According to the skipper David Watson it's worth the extra time and fuel because they can sell their prawns for a much better price than they can currently get back home in Scotland.
The day we filmed them landing their catch they made an additional £7,000 and agreed this likely to become a regular trip.
The decision to sell their shellfish in Denmark is one of the consequences of the Brexit deal on fishing communities in North East Scotland.
David comes from Fraserburgh and would normally sell his catch at Scotland's biggest fish market in Peterhead but prices there plunged earlier this year.
On one day in January, boxes of fish normally selling for between £40 and £60 sold for just £8, a drop of 80%.
Although there are various theories about the causes of the price slump in Peterhead, everyone accepts that the deal done with Europe has caused serious problems for the Scottish fishing industry.
The fish caught by Scottish boats accounts for nearly two thirds of all catches around the UK making it a vital part of the Scottish economy.
One of the benefits of the single market was the smooth delivery of fresh seafood to markets in France and Spain where buyers pay more for the Scottish produce.
Before January 1st this year, fish and shellfish brought landed in Scotland would be sold, driven south, shipped across the straits of Dover and delivered to France within 24 to 36 hours.
Now they are faced with Brexit bureaucracy.
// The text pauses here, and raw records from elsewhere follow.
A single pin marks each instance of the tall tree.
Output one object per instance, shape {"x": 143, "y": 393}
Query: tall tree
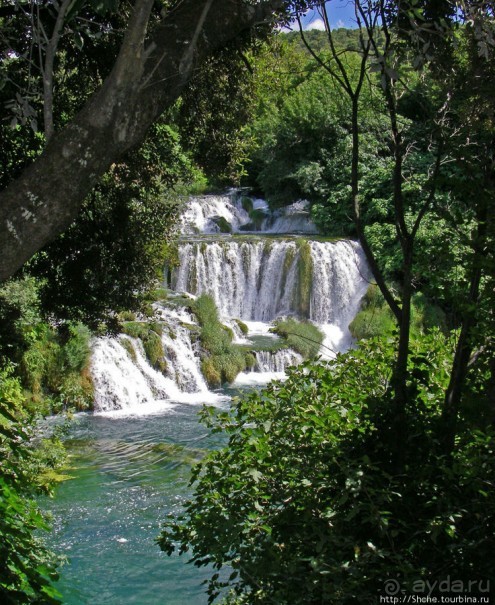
{"x": 153, "y": 65}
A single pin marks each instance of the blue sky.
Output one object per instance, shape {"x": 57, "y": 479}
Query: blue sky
{"x": 341, "y": 14}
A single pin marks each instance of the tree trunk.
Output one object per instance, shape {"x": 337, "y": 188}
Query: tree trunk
{"x": 146, "y": 79}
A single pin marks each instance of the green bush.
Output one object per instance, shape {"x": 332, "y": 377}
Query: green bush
{"x": 302, "y": 336}
{"x": 303, "y": 506}
{"x": 27, "y": 568}
{"x": 77, "y": 350}
{"x": 375, "y": 318}
{"x": 222, "y": 360}
{"x": 247, "y": 204}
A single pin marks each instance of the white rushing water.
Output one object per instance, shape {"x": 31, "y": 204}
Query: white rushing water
{"x": 256, "y": 279}
{"x": 260, "y": 280}
{"x": 124, "y": 380}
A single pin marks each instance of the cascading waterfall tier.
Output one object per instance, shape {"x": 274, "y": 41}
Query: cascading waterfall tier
{"x": 264, "y": 279}
{"x": 124, "y": 379}
{"x": 253, "y": 278}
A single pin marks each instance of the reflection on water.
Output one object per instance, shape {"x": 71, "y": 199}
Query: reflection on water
{"x": 129, "y": 473}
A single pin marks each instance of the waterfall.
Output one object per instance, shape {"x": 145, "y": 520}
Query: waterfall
{"x": 202, "y": 214}
{"x": 276, "y": 361}
{"x": 124, "y": 380}
{"x": 253, "y": 279}
{"x": 260, "y": 280}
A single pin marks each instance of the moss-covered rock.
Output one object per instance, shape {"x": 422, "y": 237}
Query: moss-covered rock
{"x": 302, "y": 336}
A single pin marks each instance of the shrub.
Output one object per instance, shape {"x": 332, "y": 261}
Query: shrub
{"x": 305, "y": 277}
{"x": 77, "y": 350}
{"x": 150, "y": 336}
{"x": 27, "y": 568}
{"x": 247, "y": 204}
{"x": 304, "y": 506}
{"x": 242, "y": 326}
{"x": 222, "y": 360}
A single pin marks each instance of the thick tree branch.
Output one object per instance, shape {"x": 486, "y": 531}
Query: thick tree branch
{"x": 47, "y": 197}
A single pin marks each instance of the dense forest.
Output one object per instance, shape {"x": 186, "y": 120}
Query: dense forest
{"x": 374, "y": 466}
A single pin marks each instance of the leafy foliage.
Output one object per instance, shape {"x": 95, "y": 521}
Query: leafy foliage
{"x": 302, "y": 336}
{"x": 221, "y": 360}
{"x": 27, "y": 568}
{"x": 303, "y": 506}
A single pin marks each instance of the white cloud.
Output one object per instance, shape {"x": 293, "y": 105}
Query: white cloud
{"x": 316, "y": 24}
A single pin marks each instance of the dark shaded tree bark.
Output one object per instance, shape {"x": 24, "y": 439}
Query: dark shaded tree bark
{"x": 148, "y": 76}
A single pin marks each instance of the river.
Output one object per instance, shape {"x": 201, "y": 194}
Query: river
{"x": 128, "y": 473}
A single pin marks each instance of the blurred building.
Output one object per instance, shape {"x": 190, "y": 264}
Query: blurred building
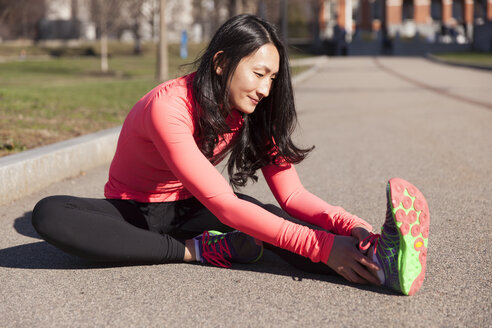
{"x": 434, "y": 20}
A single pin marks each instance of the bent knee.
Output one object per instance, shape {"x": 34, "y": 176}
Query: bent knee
{"x": 47, "y": 212}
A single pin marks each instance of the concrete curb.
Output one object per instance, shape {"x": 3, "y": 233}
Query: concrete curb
{"x": 32, "y": 170}
{"x": 452, "y": 63}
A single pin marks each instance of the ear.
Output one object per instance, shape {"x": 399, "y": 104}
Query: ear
{"x": 218, "y": 68}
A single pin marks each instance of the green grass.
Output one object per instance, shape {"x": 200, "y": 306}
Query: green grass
{"x": 475, "y": 58}
{"x": 48, "y": 100}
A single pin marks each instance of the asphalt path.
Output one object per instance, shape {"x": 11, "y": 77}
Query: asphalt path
{"x": 370, "y": 119}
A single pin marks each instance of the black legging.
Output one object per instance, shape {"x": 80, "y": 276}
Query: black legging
{"x": 126, "y": 231}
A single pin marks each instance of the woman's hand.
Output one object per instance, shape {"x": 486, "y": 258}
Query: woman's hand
{"x": 346, "y": 259}
{"x": 360, "y": 232}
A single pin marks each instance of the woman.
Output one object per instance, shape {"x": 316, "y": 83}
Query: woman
{"x": 163, "y": 190}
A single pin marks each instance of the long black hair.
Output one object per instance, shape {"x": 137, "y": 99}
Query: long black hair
{"x": 265, "y": 136}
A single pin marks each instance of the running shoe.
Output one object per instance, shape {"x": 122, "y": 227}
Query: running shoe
{"x": 220, "y": 249}
{"x": 401, "y": 248}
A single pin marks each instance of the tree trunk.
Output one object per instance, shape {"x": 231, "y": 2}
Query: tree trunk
{"x": 162, "y": 58}
{"x": 104, "y": 39}
{"x": 104, "y": 51}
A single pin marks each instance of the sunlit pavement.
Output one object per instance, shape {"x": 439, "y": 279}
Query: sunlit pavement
{"x": 370, "y": 120}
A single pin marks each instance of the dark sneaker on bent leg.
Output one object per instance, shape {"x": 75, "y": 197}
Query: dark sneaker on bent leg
{"x": 220, "y": 249}
{"x": 401, "y": 248}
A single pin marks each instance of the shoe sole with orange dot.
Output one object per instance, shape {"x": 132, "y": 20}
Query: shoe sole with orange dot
{"x": 411, "y": 215}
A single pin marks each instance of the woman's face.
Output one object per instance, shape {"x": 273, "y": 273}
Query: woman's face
{"x": 253, "y": 78}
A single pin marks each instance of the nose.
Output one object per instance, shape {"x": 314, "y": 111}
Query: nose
{"x": 264, "y": 88}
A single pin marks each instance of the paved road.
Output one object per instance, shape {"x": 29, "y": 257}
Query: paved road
{"x": 370, "y": 120}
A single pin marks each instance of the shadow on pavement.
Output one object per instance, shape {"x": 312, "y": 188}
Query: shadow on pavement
{"x": 42, "y": 255}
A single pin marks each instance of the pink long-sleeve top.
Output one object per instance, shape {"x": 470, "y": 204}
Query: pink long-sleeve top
{"x": 157, "y": 160}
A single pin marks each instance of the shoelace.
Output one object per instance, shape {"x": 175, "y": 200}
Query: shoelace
{"x": 211, "y": 254}
{"x": 372, "y": 238}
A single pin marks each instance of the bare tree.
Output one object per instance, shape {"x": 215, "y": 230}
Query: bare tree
{"x": 162, "y": 56}
{"x": 20, "y": 18}
{"x": 107, "y": 15}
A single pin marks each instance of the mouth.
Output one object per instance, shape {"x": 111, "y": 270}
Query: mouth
{"x": 254, "y": 101}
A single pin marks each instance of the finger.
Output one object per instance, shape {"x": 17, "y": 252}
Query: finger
{"x": 365, "y": 274}
{"x": 354, "y": 277}
{"x": 364, "y": 260}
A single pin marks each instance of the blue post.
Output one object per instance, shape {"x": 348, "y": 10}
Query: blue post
{"x": 183, "y": 52}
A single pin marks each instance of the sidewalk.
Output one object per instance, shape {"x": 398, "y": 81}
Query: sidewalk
{"x": 368, "y": 124}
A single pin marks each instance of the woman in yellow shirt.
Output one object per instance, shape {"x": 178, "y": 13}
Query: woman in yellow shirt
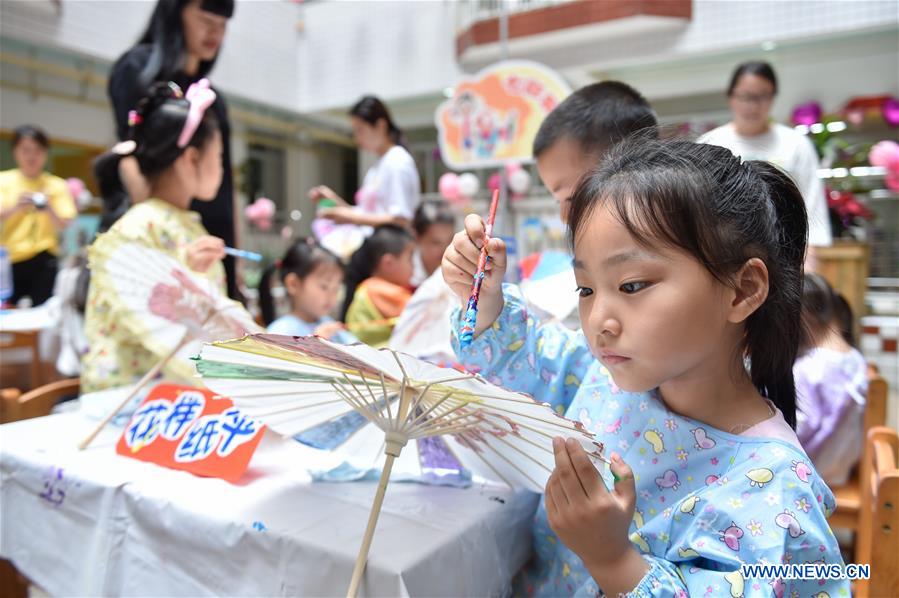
{"x": 35, "y": 206}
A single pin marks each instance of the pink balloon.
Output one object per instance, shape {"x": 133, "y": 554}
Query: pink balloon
{"x": 511, "y": 167}
{"x": 890, "y": 111}
{"x": 448, "y": 185}
{"x": 886, "y": 154}
{"x": 493, "y": 183}
{"x": 266, "y": 207}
This involves completing a complex set of veterinary and customs forms, which can delaying time sensitive consignments by up to 10 hours and in the most extreme cases are resulting in entire lorry loads having to be written off.
The delays are not being seen at Dover because the bottleneck is happening at clearing hubs in central Scotland.
Any missing information, even if it is as minor as the wrong code for a species of fish, means a consignment cannot be signed off by customs officials.
One wrongly completed form can result in fish from numerous different suppliers, sharing one truck under a system known as groupage, all missing their dispatch deadline.
Although the bigger wholesalers can afford to employ full time staff to complete the paperwork this is often not the case for smaller producers.
The groups representing them are calling on the UK, EU and Scottish governments to urgently find a solution.
Suggestions include a grace period of six months to allow everyone to familiarise themselves with the requirements or relocating one of the clearing hubs to North East Scotland so it's closer to the biggest fish market and many exporters.
Scottish seafood is still prized for its quality but there are warnings that European buyers won't stand for the delays in the long term.
If boats continue to take their catches to Denmark rather than Scotland it means that processors in Peterhead are cut out.
With so many jobs in this part of Scotland linked to the fish industry, finding a way of reclaiming that business must be a priority.